Yields were sky-high on paper, showing 20% or even 30%, but those were based on past payouts that had already been slashed. For most of 2009, distributions were a shadow of their former selves.
However, when the smoke cleared, oil demand returned, OPEC slashed production, and oil started climbing again. Trust distributions bounced, unit prices doubled or tripled off the lows and yields normalized in the high single digits.
Patience paid off.
2014 To 2016: The Shale Tsunami
This one was different. It was not a demand crash. It was too much U.S. shale oil.
OPEC got tired of losing market share and let prices fall from $115 in mid-2014 to under $30 by early 2016. Oil was in freefall for almost two years.
That stretched the pain out.
It was Drill, Baby, Drill Gone Bad, The Prequel.
Royalty and non-op names bled out slowly. Distributions did not collapse all at once…they just shrank quarter by quarter.
Permian Basin Royalty Trust's PBT payout dropped by two-thirds.
PrairieSky PREKF and Freehold slashed their dividends.
The market priced them accordingly.
Yields dropped, unit prices got hammered, and by 2016, it was hard to find anyone still bullish.
Then OPEC and Russia teamed up and finally cut production in late 2016.
By 2017, oil was back in the $60s, and royalty trusts started increasing dividends again.
Trusts that had lost 70% of their value doubled or more over the next 18 months. Investors who stayed the course got paid.
2020: The Pandemic Panic And Negative Oil Prices
Then came COVID. Demand did not just shrink. It vanished.
Planes stopped flying, cars stopped driving, and suddenly, the world was drowning in oil.
Saudi Arabia and Russia decided to have a price war on top of it all, and in April 2020, WTI futures went negative.
Royalty trusts had a rough time. Distributions were suspended.
Permianville PVL went 13 months without a single payout.
PrairieSky slashed its dividend by two-thirds.
Investors fled. Unit prices dropped 60% to 80% in weeks.
Trailing yields? Meaningless. Nobody was paying anything.
However, it did not last.
OPEC+ made historic cuts.
Demand started recovering.
When vaccines arrived in late 2020, the game changed. By mid-2021, Permianville was paying again.

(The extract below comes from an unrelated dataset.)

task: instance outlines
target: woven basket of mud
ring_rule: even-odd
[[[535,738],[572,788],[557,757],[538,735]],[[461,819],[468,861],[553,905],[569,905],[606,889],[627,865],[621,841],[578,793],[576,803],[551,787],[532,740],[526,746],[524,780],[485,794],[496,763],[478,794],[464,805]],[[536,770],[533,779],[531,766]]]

PrairieSky and Freehold started raising dividends.
Share prices doubled or tripled.
By 2022, Sabine's distribution hit $8.65, a monster rebound.
What It All Means
These downturns tell the same story every time: oil crashes, royalty and non-operator income disappear, and the market throws these stocks in the trash. Yields spike on trailing numbers, then vanish when dividends get cut. Sentiment stays ugly for too long.
However, when the oil price recovers, and it always has, these names come back fast. Distributions climb, unit prices follow, and investors who bought when everyone else was scared end up with huge yields on cost and big capital gains.
They are not for the faint of heart. You have to be willing to hold when there is blood in the oil patch.
It's a pain trade.
However, if you buy these things when oil is hated and the checks have stopped, you set yourself up for some of the most explosive total returns in the market.
This is deep value investing, oilfield-style.
And now, it's happening again.
Read the headlines:
- OPEC is going to increase production.
- Oil demand forecasts are being cut.
- The much more energy-efficient AI from China will slash demand even further.
- Nuclear energy plants are going to pop up like mushrooms with no regulatory delays or cost overruns and be built faster than Buc-ee's.
- China will never import another drop of oil.
Negative sentiment is building, we’ve seen some distribution cuts and optimism is harder to find than a good book in a Blockbuster.
Royalty trusts and nonowner operators may go down before they go up, but when they do, they are going to go up a lot.
Those who buy in scale, with patience and a dash of courage, will be well rewarded.